The scenario would be an extension of a previous post regarding initiating a Workflow with REST which works fine. Internally on our intranet, I have defined a proxy user in the non-synced partition in OTDS with very little access e.g. No Public, No Personal Workspace, No Expiry, any access I could strip from the user. There are some breadcrumb menu items that remain and I have to give that user access to the Workflow and permissions to add attachments. This is OK because the actual User is authenticated on our internal network via LDAP/AD. So currently, the User fills the javascript/jquery Form, uses a <input> type:file to attach a supporting document and then I call the cascading AJAX REST via draftprocesses and node calls to setup the WF, upload the file set attributes from the form info and fire the WF. I would like to extend this Use Case to public access and was hoping there was a way to dispense with the proxy user and the base64 BASIC AUTH with the username:password combo with a token that would be able to access the REST API endpoints and do the same.

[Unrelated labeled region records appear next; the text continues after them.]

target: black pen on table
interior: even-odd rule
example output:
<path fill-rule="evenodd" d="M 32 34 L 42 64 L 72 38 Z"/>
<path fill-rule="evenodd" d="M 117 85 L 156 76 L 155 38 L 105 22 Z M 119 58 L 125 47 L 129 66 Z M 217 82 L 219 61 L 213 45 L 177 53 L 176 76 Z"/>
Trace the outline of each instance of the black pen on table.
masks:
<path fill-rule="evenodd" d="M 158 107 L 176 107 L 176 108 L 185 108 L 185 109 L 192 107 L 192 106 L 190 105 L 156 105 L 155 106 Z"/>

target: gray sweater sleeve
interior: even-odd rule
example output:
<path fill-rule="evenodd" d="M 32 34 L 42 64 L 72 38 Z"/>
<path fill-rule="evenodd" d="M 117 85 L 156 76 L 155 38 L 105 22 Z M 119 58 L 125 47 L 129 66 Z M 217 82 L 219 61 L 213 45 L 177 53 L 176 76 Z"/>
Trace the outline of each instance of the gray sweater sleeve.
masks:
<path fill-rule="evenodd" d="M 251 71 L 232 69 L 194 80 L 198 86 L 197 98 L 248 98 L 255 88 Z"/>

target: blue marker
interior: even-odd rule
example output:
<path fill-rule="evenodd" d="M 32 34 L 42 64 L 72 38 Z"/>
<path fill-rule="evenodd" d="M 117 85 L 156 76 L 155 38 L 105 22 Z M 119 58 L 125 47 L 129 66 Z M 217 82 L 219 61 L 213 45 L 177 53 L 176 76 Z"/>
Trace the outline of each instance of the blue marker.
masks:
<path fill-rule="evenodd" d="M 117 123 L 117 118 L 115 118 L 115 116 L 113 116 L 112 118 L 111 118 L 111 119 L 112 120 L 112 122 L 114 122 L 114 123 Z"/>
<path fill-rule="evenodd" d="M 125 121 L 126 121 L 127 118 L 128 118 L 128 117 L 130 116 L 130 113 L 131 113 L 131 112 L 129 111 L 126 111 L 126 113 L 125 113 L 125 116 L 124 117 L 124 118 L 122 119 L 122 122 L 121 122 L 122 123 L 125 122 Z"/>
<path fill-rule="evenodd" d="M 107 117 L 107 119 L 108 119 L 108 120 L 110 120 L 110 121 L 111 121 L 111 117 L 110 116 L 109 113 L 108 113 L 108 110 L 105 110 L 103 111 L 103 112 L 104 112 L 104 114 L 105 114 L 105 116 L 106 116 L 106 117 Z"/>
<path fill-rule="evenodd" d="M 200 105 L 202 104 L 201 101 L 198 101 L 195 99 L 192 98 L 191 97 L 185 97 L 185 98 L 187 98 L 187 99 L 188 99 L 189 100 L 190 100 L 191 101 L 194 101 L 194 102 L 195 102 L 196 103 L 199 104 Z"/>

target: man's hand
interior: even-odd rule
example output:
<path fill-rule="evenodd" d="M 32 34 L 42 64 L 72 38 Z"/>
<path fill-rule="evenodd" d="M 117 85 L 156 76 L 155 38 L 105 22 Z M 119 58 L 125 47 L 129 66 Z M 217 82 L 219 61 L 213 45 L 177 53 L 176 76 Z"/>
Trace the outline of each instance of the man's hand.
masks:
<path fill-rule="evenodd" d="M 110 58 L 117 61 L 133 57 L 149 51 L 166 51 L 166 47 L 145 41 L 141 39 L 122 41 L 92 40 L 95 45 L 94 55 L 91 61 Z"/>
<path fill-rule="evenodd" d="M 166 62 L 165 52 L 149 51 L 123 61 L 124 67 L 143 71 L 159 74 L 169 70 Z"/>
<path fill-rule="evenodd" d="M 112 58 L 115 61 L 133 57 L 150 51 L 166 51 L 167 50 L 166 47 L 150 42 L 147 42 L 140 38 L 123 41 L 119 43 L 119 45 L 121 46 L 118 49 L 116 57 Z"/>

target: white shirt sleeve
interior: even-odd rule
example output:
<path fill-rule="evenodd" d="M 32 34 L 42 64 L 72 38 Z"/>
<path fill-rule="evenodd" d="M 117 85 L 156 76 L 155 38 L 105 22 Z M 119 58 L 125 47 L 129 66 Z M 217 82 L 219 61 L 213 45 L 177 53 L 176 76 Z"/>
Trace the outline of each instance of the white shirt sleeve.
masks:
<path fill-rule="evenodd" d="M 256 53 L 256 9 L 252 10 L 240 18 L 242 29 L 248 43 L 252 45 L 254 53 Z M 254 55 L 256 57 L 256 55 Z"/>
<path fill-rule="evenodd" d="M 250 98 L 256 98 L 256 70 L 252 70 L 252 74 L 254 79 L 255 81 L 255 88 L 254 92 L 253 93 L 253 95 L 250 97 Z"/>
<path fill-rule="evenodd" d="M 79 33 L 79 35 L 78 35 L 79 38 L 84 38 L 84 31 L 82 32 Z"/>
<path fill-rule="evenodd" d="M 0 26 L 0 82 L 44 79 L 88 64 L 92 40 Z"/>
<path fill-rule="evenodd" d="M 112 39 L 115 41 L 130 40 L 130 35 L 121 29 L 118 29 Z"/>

Ref: Initiate Workflow from REST — OpenText - Forums

Ed

Pramod Mohandas

Keeping the business requirement aside, by trying to achieve this, you might also want to ensure that you do not end up in a legal predicament with OpenText without their written permission of being able to use a single proxy user for, let's say, 1000 users, across your organization.

By developing such a solution, you are essentially bypassing the limited number of user licenses that has been allocated to you, or the client, by OpenText and if OpenText finds that something isn't right, they have the complete authority to take legal actions against the client and fine them.

Thus, you may want to think about the legal repercussions that might accompany your solution once it is developed and deployed. To work this the right way, OpenText should be able to provide you with a list of licensing options that is apt for such situations.

That being said, if you are planning on using a single technical user to initiate workflows, wouldn't it suffice if you passed in the technical user's credentials to Content Server's REST API (/auth) and used it to initiate your workflow?